Of course I did all of that years ago. It would be very easy to get smug and comfortable with what I have now, to assume that I know it all, have it all figured out, am living in the best way possible. That would be a druidfail of significant proportions. The thing about learning is that you don’t get to do it once and have that be it. Learning is a process and a way of life, not an event. There are always new things to learn, deeper truths to find, insights to explore and changes to make. I can always aspire to do better than I have done, to go further. I can always challenge myself. The day I decide I’m good enough and can stop trying is the day I cease to be a Druid.

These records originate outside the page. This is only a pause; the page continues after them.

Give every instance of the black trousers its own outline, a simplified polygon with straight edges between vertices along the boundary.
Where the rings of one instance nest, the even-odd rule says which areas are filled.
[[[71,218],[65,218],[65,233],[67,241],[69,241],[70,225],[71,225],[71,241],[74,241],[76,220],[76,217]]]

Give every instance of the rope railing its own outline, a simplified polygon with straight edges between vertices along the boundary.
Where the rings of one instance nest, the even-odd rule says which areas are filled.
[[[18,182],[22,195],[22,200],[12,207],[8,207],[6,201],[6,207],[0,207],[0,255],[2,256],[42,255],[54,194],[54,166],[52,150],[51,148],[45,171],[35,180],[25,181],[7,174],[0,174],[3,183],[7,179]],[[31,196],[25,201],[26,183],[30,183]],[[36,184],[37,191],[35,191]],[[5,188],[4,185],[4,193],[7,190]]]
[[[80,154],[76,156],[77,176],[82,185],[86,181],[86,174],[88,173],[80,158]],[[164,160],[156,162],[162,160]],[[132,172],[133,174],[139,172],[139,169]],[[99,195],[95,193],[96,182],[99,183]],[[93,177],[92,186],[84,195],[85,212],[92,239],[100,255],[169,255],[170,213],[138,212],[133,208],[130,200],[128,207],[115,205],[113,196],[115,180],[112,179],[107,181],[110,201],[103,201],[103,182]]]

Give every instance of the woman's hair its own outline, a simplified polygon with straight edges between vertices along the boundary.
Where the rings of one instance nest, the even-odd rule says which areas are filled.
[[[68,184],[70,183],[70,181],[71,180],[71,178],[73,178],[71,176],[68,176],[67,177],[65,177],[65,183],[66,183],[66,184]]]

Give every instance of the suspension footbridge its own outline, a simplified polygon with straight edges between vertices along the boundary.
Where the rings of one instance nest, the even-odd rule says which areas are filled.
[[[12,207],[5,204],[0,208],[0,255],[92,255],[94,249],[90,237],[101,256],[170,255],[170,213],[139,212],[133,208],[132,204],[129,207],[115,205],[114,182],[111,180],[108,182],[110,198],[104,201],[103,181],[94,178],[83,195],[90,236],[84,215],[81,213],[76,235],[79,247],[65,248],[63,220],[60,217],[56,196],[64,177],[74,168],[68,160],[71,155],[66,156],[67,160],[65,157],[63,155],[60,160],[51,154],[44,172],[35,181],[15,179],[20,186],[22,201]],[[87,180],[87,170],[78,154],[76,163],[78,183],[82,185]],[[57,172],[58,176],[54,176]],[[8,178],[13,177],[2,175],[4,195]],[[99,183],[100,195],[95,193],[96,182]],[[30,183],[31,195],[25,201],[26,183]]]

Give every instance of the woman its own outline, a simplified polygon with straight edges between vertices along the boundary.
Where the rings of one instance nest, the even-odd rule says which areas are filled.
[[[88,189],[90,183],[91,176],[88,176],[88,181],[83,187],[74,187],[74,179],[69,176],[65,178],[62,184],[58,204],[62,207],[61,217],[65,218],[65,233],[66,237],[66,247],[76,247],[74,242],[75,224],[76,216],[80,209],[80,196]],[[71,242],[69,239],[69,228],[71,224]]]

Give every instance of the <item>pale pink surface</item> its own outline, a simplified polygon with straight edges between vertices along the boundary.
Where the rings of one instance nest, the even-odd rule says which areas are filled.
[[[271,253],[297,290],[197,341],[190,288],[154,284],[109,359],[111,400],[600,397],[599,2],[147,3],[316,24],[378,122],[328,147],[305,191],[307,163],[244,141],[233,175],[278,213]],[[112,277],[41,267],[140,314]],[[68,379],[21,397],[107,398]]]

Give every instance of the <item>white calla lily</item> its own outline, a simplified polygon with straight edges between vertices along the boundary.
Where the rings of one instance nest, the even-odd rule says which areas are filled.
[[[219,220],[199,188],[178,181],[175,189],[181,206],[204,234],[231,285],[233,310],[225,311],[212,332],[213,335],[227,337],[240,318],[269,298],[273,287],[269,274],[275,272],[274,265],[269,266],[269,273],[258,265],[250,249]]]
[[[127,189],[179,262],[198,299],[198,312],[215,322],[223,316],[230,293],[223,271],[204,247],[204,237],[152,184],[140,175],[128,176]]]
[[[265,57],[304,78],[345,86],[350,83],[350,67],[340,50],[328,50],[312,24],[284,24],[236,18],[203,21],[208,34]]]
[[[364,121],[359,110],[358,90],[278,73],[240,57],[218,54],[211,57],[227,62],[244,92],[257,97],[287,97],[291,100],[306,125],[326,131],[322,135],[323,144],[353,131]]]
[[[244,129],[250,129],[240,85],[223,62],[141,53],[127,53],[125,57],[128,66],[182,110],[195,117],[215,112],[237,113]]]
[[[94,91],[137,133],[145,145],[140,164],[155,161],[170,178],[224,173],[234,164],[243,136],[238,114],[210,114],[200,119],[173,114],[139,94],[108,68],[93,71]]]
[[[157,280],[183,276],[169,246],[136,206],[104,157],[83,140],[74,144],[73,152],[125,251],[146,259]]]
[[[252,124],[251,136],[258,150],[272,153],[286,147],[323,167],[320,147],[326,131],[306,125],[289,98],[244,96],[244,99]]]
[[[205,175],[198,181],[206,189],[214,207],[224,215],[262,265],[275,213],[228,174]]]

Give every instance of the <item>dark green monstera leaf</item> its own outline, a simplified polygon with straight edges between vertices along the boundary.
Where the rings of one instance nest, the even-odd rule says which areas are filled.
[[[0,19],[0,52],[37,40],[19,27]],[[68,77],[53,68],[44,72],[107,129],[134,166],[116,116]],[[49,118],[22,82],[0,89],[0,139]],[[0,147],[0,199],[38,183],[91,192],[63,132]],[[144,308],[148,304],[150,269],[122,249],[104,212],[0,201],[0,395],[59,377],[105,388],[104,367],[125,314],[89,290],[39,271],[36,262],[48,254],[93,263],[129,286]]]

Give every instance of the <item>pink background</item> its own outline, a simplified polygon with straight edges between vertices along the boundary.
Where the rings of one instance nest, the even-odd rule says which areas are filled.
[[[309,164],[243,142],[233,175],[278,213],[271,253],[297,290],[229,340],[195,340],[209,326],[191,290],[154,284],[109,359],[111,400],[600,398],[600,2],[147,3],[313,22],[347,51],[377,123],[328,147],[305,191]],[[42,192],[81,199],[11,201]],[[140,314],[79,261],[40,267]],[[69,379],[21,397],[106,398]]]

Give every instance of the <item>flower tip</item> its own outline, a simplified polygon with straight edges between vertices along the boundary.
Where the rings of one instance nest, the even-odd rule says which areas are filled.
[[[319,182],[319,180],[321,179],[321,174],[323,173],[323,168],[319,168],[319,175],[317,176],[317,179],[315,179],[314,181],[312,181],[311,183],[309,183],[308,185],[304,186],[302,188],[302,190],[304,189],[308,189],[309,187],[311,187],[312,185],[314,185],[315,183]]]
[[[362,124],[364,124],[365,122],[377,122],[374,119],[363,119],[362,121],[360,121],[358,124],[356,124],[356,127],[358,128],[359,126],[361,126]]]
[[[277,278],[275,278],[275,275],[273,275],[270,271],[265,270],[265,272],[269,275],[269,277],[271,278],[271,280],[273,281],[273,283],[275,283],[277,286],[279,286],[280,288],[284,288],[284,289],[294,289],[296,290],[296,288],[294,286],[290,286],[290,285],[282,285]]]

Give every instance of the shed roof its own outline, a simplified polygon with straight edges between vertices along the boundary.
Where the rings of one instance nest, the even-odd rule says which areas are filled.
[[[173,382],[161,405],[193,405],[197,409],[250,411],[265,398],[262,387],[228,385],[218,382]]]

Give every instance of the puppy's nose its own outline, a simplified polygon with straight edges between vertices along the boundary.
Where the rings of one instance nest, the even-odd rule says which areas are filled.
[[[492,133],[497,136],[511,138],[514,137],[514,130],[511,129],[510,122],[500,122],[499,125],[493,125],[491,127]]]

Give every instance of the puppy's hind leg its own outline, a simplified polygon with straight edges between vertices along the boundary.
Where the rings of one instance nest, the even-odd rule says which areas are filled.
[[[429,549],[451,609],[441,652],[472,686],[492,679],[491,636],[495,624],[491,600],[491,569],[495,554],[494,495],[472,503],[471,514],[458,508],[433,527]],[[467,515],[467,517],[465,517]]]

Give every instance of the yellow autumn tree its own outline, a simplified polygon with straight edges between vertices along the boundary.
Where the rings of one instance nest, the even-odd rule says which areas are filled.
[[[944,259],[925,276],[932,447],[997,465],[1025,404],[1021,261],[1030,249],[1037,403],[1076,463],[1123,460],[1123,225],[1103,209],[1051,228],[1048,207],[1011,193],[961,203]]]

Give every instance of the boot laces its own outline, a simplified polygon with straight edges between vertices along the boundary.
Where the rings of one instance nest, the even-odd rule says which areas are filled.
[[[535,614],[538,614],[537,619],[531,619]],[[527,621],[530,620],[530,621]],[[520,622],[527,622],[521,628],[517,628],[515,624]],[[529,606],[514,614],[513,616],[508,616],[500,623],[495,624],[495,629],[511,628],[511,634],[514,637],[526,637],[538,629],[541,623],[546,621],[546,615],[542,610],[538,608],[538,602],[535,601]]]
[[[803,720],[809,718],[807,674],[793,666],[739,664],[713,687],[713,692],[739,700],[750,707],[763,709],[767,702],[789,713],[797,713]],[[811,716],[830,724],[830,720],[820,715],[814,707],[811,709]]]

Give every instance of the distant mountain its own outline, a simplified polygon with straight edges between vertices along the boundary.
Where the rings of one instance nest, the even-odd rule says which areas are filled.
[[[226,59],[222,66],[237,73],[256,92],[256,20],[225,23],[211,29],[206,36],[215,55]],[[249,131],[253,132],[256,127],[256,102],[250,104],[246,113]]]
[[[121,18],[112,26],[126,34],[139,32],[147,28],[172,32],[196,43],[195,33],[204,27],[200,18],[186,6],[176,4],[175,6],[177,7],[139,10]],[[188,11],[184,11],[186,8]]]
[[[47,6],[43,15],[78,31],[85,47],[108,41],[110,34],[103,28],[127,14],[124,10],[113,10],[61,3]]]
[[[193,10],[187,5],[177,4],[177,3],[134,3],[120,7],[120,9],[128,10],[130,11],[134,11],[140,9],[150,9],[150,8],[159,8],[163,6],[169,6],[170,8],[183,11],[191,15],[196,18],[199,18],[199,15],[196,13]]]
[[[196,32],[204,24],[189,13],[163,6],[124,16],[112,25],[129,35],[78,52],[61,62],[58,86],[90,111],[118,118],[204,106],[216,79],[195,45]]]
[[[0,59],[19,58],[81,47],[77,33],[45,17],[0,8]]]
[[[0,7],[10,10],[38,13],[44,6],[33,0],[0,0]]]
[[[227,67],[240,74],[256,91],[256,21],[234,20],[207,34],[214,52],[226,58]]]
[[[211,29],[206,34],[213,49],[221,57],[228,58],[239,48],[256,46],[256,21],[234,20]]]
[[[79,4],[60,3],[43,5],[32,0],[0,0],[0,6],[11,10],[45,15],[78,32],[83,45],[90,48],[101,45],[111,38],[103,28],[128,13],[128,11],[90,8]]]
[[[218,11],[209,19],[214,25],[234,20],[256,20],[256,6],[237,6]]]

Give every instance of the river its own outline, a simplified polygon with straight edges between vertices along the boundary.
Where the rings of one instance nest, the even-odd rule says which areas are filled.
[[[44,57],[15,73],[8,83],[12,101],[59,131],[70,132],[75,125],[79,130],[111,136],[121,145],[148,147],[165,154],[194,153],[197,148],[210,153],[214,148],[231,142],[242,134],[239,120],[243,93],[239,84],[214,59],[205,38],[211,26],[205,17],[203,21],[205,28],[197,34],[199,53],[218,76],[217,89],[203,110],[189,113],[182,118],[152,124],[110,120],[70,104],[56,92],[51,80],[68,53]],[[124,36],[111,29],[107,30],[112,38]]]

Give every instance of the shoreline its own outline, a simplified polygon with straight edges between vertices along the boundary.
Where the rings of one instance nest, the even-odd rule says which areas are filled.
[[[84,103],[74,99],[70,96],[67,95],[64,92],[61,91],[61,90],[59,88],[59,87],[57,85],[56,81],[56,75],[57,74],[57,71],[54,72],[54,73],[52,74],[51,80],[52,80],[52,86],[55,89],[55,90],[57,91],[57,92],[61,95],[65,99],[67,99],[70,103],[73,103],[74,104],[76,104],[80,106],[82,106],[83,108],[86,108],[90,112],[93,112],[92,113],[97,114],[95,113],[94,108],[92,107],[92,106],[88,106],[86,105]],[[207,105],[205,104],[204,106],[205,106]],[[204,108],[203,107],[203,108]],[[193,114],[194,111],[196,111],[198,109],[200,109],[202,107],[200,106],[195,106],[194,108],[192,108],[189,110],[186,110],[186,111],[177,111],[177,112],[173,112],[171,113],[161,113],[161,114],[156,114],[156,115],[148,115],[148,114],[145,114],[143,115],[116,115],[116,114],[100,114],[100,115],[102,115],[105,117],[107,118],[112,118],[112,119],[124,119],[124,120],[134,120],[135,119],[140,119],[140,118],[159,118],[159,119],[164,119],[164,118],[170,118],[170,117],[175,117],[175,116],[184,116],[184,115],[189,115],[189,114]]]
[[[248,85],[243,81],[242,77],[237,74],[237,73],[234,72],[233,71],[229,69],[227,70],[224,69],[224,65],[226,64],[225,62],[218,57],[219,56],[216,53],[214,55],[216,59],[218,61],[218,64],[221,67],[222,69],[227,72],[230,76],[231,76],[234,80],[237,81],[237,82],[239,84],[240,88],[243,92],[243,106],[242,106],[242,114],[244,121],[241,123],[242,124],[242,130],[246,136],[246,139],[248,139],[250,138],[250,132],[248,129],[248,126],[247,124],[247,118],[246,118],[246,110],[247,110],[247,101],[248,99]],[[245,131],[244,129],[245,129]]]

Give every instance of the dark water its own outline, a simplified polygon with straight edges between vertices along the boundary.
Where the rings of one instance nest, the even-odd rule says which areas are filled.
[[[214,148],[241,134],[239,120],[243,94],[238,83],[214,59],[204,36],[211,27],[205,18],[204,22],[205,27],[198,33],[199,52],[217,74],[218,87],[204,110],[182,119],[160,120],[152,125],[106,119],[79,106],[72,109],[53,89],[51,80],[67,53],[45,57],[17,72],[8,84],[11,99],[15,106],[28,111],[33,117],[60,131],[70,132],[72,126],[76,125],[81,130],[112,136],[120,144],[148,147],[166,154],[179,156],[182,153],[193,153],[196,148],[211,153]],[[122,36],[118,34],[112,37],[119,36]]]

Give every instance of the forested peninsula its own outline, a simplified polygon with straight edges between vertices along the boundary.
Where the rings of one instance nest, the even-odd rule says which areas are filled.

I’m currently wrestling with perceptions about my own body and identity. I have long carried the belief that I’m a bit of a hypochondriac. I’ve been told I have a low pain threshold, make a fuss about nothing. I also fear that I’m lazy and that if I don’t feel like doing something that has more to do with idleness than illness. And so last week when I started feeling ill, I just kept pushing to carry on as normal. Unless a fever actually puts me in bed, that’s what I always do, to make sure I’m not acting out of hypochondria or laziness. What’s happened is that I’ve progressively got more ill, to the point whereby I have to consider that I’m not making a mountain out of a molehill and that I really do need to stop.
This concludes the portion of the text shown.